The Anti-Colonial Economy


One would expect that after the exit of the colonial powers, a new sovereign nation would chart a path for itself unlike the one which was set by the colonial overlords, but that did not end up being the case. It is argued in this piece that, the post-colonial economies of independent African nations were exactly like the colonial ones and in-fact exploited fellow Africans a lot like the metropole.

Firstly, once the colonial elites exited the country, the country was to be run by the local elites, the local bourgeoisie. This new economy was just a continuation of the old economy and not a re-structuring of the old one into a truly ‘post’-colonial one. What does this mean? Basically, the western educated elites from these societies who were mostly detached from their origins ended up charting the economic policies of these new nations, while they may be idealistic people but they knew of no other way to run economies or systems other than the ones that were run by the colonial powers. The local elites replaced the gora sahib as the landowner and bureaucracy. Fanon claims that the post-colonial force was mostly for the elites in these economies to have the opportunity to exploit and accumulate wealth in ways which the colonial power restricted them from. This is not only limited to Africa, but very much true closer to home – when the subcontinent was partitioned, Muslims in Sindh occupied lands of Hindu Sindhis as they felt that this was their post-colonial right. These countries continued to operate the same economies, producing the same thing (raw materials) which catered to the west and this was profitable by exploiting labor, the same one which was always exploited, but now they were ‘independent.’

The continuous exploitation to such a scale would mobilize the masses to eventually overcome this order and finally become a truly anti-colonial force, but not quite.

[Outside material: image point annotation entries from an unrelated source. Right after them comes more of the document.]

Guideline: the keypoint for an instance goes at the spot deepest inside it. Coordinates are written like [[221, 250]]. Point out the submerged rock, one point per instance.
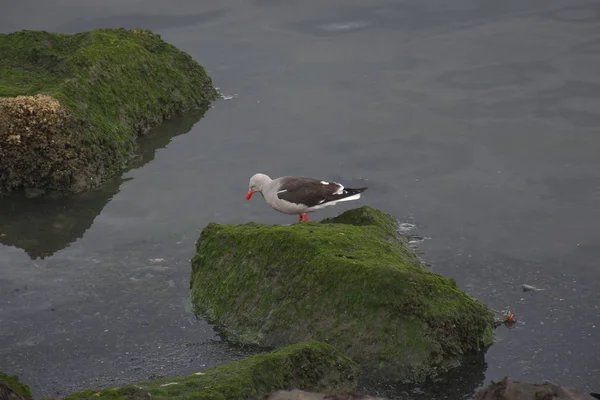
[[303, 395], [13, 389], [311, 366], [351, 281], [507, 389], [72, 106]]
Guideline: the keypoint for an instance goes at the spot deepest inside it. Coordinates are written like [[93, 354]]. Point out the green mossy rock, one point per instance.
[[351, 281], [13, 387], [72, 106], [309, 366]]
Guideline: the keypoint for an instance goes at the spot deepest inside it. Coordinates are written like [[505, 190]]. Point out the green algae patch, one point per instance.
[[72, 106], [351, 281], [13, 384], [309, 366]]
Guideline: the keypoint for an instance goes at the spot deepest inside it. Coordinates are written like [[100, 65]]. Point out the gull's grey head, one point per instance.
[[257, 184]]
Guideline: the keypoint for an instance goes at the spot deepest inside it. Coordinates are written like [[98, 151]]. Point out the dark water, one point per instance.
[[476, 121]]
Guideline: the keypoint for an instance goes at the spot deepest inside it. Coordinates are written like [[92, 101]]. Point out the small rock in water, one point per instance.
[[529, 288], [31, 193]]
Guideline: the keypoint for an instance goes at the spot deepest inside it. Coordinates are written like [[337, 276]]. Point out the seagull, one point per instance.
[[300, 195]]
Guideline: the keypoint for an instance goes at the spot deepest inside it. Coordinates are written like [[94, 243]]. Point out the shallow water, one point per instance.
[[475, 121]]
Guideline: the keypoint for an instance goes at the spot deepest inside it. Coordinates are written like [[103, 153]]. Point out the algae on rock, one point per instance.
[[308, 366], [12, 388], [72, 106], [351, 281]]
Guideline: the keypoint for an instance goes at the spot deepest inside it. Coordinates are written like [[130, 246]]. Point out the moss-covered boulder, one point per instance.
[[351, 281], [309, 366], [13, 389], [72, 106]]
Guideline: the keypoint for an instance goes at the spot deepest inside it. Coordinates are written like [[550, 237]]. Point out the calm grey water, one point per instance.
[[476, 121]]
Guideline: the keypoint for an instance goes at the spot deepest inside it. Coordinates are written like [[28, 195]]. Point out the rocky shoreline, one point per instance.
[[72, 106]]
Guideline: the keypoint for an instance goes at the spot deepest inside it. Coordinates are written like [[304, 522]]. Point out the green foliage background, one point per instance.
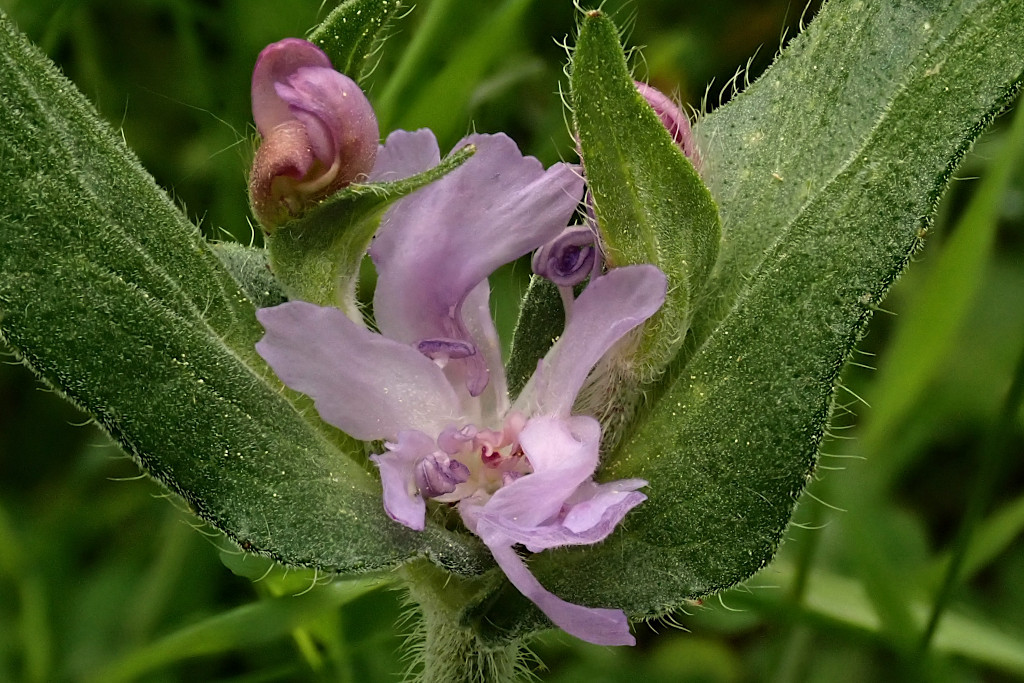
[[99, 580]]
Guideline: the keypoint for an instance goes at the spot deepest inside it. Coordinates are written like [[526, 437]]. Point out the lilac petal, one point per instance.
[[273, 66], [585, 523], [368, 386], [567, 259], [305, 111], [563, 454], [486, 371], [436, 245], [607, 308], [594, 625], [677, 123], [403, 155], [402, 501], [339, 119]]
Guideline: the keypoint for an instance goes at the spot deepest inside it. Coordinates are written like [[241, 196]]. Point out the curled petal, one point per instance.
[[558, 504], [675, 121], [320, 132], [600, 626], [438, 244], [563, 454], [569, 258], [367, 385], [403, 155], [607, 308], [402, 500], [594, 625], [590, 520]]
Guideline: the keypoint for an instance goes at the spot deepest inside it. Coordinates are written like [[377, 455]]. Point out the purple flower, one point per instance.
[[432, 385], [320, 132]]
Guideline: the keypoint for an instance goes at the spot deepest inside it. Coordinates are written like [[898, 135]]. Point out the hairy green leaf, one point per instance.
[[352, 34], [650, 204], [316, 257], [826, 172], [112, 297]]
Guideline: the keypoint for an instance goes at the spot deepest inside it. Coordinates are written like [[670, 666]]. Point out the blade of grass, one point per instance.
[[250, 625], [466, 67], [990, 458], [928, 329]]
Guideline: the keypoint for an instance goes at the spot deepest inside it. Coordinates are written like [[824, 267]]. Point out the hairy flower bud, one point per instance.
[[320, 132], [674, 119]]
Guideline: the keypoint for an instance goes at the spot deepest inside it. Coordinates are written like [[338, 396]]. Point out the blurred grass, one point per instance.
[[96, 572]]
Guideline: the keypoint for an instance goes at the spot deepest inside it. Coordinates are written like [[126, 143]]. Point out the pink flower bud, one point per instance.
[[674, 119], [320, 132]]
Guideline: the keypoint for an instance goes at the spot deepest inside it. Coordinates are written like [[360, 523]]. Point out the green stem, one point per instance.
[[452, 651]]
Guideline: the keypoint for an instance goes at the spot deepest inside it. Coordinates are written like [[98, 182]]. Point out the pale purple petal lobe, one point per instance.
[[594, 625], [438, 244], [607, 308], [368, 386], [402, 501], [403, 155]]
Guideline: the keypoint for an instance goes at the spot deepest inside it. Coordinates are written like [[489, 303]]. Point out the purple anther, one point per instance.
[[445, 349], [569, 258], [437, 474]]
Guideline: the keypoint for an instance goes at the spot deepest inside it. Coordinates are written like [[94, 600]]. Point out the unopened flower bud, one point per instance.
[[318, 129], [674, 119]]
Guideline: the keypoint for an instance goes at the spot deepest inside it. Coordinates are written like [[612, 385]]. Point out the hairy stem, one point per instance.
[[448, 649]]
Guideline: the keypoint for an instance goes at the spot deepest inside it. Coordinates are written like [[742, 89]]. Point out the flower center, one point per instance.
[[470, 460]]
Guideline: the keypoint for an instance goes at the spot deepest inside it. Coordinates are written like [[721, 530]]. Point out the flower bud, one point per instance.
[[318, 129], [674, 120]]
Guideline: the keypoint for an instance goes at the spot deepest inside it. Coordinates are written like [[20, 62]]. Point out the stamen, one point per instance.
[[443, 349], [437, 474]]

These ‘post’-colonial governments, then Fanon says start to borrow money from the IMF and the World Bank, they align themselves with the old colonial powers which continue to prop up their regimes of exploitation because they acquire benefit from you. The United States supported Robert Mugabe’s Zimbabwe for decades despite being ‘opposed to dictatorial regimes’ in general.

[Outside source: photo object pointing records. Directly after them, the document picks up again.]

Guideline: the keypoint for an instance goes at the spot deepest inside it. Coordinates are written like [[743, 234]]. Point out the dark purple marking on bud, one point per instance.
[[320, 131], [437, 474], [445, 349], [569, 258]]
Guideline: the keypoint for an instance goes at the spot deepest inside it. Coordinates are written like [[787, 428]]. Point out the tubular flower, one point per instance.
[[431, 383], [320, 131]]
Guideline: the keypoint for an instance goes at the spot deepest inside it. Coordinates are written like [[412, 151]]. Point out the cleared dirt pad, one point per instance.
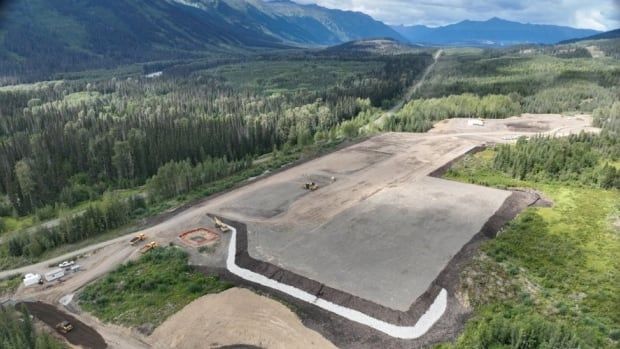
[[200, 237], [81, 334], [235, 317]]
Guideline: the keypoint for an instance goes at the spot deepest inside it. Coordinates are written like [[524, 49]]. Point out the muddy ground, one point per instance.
[[367, 175], [82, 334]]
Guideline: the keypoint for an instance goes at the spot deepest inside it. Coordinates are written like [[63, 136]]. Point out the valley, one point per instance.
[[275, 174]]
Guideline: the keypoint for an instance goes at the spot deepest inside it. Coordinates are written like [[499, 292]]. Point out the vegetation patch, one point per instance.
[[550, 279], [10, 284], [146, 292], [18, 331]]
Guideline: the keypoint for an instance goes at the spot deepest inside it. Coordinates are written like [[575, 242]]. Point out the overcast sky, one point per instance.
[[593, 14]]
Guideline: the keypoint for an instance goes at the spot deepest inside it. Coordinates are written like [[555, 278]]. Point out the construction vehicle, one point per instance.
[[64, 327], [137, 239], [220, 225], [311, 186], [151, 245]]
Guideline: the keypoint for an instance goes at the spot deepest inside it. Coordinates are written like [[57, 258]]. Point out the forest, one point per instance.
[[73, 145], [495, 84], [17, 330], [523, 283], [69, 141]]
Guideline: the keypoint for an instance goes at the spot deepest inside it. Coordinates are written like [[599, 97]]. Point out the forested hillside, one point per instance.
[[40, 38], [64, 143], [493, 83], [549, 279], [17, 330]]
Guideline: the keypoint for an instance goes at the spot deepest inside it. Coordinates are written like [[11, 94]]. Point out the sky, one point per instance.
[[591, 14]]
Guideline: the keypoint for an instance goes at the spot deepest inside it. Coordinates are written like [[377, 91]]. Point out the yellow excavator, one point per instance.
[[151, 245], [311, 186], [220, 225], [64, 327]]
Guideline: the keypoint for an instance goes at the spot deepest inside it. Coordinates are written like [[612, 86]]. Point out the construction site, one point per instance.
[[369, 228]]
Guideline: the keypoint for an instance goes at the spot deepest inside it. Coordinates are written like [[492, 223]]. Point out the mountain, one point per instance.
[[612, 34], [383, 46], [301, 24], [42, 36], [493, 32]]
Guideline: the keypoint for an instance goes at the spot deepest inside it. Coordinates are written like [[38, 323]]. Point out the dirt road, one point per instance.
[[82, 334], [235, 317], [379, 122], [428, 150]]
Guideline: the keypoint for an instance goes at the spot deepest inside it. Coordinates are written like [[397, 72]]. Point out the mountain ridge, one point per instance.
[[492, 32], [39, 36]]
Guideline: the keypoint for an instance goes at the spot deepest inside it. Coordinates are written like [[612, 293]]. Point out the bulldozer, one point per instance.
[[151, 245], [311, 186], [137, 239], [64, 327], [220, 225]]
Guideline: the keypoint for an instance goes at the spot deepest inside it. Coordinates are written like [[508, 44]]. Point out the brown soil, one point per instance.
[[200, 237], [347, 334], [81, 335], [236, 318]]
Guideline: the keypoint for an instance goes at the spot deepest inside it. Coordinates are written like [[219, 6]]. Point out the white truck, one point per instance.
[[54, 275], [32, 279]]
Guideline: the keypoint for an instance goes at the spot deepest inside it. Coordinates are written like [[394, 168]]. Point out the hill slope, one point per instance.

Finally, these anti-colonial movements did not end up living up to the dreams of African unity and ended being fundamentally divisive. The racism of the regent was replaced by the discrimination between nations. Once a sovereign nation was formed, those who were of the ‘other’ African nation were driven out of that country so that the local could occupy those resources.

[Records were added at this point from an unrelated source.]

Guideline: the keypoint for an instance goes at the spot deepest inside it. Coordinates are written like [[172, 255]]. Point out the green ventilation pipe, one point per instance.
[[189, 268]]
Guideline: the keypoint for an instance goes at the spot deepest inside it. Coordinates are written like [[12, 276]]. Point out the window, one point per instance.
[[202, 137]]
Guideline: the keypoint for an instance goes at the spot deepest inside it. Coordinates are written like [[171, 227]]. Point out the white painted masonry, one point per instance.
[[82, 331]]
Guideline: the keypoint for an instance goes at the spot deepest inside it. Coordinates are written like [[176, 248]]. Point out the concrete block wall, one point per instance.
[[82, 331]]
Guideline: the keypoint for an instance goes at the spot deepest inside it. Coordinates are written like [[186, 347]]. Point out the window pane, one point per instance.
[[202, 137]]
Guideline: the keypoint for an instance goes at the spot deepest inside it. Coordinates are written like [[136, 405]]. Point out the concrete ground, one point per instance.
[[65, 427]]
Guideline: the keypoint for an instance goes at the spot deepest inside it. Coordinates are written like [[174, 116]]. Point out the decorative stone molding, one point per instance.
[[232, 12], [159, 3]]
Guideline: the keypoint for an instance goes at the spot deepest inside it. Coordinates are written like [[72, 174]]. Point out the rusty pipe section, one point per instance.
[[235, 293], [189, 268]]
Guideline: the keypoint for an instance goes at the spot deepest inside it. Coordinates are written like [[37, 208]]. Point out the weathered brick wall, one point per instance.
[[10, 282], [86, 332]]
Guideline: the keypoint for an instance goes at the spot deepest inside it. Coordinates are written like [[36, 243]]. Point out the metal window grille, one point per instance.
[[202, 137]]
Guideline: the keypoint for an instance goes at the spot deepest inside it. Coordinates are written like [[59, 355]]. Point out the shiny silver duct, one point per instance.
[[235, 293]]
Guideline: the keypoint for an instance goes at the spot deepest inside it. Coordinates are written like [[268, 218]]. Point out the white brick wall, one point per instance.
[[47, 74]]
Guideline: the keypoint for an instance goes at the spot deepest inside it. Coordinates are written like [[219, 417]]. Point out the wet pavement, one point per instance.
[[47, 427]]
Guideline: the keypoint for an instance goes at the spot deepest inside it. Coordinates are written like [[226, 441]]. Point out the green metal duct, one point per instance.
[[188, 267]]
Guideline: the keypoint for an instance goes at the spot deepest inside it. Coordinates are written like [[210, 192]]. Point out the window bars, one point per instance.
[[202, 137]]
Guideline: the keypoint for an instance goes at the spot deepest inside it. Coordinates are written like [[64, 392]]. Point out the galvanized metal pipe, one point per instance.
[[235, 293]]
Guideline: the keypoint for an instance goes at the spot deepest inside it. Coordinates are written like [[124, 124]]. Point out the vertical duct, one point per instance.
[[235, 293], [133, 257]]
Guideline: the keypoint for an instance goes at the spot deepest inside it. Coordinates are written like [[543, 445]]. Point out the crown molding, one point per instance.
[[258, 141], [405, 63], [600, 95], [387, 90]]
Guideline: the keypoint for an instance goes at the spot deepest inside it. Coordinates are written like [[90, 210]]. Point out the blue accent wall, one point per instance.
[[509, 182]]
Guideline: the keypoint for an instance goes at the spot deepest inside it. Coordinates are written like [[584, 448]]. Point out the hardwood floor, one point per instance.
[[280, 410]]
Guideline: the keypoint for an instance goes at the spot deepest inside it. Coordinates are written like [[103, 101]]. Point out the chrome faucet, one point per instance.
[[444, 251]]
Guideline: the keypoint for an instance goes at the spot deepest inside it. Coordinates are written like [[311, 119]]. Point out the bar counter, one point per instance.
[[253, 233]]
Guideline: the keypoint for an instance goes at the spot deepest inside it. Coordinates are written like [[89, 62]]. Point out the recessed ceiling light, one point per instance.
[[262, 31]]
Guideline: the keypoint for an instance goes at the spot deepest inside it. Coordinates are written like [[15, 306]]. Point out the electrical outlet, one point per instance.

The post-colonial economy ended up as an image of the past, one which still worked only for some in society and for the western powers. It pit up one African against another, even today many African nations are embroiled in conflict with one another an rely on support from western allies to fight their enemy (another African power). African unity is a long-forgotten dream, forgotten for finding your individuality, your national origins, this line from the wretched of the earth sums it up aptly:

“There is a constant pen­dulum motion between African unity, which sinks deeper and deeper into oblivion, and a depressing return to the most nous and virulent type of chauvinism.”